04:02 the data science side, maybe. Maybe the tools that they use are better. So things like streamlet and

04:08 stuff, they're like, well, I don't have to do web now. I'm not really sure.

04:10 Yeah.

04:11 Machine learning, 40%. That's up 1%. DevOps, 39%. That's down 4% as well, which is the same number

04:18 as a web development. And these are kind of similar things. So what you use Python for is

04:23 pretty interesting. And then more broadly, it says, what do you use it the most for? Web,

04:28 data analysis, and machine learning. Web is down 1% as the primary thing you use it for. Data analysis

04:35 is up 1%. Machine learning is up 2%. Also, not surprising, I guess, but good news on the Python

04:41 versus legacy Python story, 90% of people are using Python 3.

04:47 That's a huge change from five years ago when it was like, oh yeah, there's that one weird guy that

04:52 uses Python 3. But everyone else, no. More of the data scientists are using Python 3 as a percentage

05:00 over the web developers. And I think that's because data science, the libraries and the tools are

05:06 changing a lot. It's not like you have legacy data science. Like, oh yeah, we're using that machine

05:10 library from machine learning library from like 10 years ago because we just don't want to change it.

05:14 It's like those are fundamentally changed and you just have new tools. Whereas web development,

05:19 I think there's a lot of folks that are like, yeah, we're still got that, you know, Django 1 app

05:23 going on Python 2 or something.

05:25 I'm not surprised there's still some Python 2, but 10% still seems a little high.

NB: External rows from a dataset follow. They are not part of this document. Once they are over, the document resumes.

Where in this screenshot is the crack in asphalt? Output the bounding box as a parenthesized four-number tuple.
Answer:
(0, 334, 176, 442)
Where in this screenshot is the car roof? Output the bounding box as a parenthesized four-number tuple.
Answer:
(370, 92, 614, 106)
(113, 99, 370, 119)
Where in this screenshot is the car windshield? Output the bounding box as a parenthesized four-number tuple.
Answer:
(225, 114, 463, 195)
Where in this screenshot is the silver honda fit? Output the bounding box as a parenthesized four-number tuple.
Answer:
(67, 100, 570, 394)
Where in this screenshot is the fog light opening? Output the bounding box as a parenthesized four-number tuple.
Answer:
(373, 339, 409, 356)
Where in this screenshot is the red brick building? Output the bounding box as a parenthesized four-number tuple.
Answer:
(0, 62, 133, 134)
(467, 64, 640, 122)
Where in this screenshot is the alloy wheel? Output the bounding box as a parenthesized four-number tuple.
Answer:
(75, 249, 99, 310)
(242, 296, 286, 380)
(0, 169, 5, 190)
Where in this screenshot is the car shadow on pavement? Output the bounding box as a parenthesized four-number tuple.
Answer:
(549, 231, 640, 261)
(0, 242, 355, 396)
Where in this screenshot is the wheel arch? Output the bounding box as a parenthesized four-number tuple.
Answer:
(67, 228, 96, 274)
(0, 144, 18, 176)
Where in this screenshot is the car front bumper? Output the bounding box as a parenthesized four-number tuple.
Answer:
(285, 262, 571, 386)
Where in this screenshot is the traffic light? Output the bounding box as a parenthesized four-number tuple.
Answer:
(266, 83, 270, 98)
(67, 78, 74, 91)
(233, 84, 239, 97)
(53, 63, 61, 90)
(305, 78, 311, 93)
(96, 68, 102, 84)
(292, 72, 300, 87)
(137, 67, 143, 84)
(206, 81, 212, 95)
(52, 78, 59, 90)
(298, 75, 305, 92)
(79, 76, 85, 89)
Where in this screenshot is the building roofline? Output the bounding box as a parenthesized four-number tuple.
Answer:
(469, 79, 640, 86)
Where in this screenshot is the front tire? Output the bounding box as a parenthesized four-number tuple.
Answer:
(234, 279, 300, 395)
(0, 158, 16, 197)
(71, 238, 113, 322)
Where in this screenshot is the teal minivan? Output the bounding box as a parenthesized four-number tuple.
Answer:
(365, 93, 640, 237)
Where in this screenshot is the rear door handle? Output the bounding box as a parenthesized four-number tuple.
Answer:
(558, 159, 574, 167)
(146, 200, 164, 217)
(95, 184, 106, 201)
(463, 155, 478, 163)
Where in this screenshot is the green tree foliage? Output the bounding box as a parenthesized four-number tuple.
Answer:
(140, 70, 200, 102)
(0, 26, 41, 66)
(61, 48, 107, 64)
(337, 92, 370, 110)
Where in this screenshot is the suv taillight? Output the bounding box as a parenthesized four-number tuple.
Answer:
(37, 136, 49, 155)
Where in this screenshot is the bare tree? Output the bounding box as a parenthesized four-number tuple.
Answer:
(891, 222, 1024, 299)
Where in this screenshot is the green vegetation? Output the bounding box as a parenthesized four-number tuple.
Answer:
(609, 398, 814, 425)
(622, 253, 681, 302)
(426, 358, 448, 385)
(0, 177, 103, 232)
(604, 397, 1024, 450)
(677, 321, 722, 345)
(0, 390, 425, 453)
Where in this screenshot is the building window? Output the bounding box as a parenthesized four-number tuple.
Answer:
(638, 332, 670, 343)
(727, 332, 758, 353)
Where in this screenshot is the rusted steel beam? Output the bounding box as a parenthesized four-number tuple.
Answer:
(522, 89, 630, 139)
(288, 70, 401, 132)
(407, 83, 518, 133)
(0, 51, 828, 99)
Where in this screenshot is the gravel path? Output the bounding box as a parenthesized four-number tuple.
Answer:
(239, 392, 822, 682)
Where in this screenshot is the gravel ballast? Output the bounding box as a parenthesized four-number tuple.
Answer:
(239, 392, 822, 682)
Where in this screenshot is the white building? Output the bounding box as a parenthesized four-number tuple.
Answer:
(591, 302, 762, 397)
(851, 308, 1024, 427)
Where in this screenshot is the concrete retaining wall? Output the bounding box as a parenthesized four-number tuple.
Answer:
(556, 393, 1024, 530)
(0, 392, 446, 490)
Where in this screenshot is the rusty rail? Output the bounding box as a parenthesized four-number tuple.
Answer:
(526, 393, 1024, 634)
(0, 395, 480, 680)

05:29 I think it's mostly legacy code. I'm not entirely sure, but you can use your legacy Python for your

05:33 legacy code. All right. And then web frameworks. Flask was kind of neck and neck with Django last year.

05:41 Now it's like totally ahead. So 48% Flask developers and 44% Django developers and everything else is

05:47 pretty small. Data science, 63% of the people are using NumPy, 55% Pandas, 46% Matplotlib.

05:55 Here's one I threw in for you, Brian. Testing, 49% of the people are using pytest.

06:00 Yes.

06:01 Yeah. 30% of the people are using the built-in unit test.

06:05 And 34% are using this other framework I hadn't heard of before. It's called the Nun framework.

06:10 Yeah. That's unfortunately high, but it's funny that it's higher than unit test.

06:15 Yeah, I know. That's what I thought as well. Pretty funny. All right. A couple more and we'll

06:19 be done with this one. So cloud, the cloud platforms people are using, AWS is in the lead. No surprise

06:24 there with 55%. What did surprise me is Google Cloud, GCP and whatnot, is actually number two at 33%.

06:33 DigitalOcean, shout out to them, is at 22%. And then Heroku is 20%. And Azure is 19%. So pretty

06:43 interesting. And then how do you run your code in the cloud in a production environment? Do you run

06:48 in containers, VMs, platforms of service like Heroku or something? So containers, 47%. That's pretty high.

06:54 VMs, 46%. And then platform as a service is 25%. What editor do you use? PyCharm, 33%.

07:03 VS Code, 24%. Vim, 9%. Everything else is like a super small margin after that. Yeah. And that's pretty

07:10 interesting. Yeah. So I threw in an extra one on there at the end. Well, one, the containers, I thought

07:16 containers was number two below VMs last year. And now it's jumped to number one.

07:22 Oh yeah. Like that's probably Kubernetes, like hosted Kubernetes clusters, right? That people are throwing their Docker images into. Oh yeah. What's the last one? Take us to this one.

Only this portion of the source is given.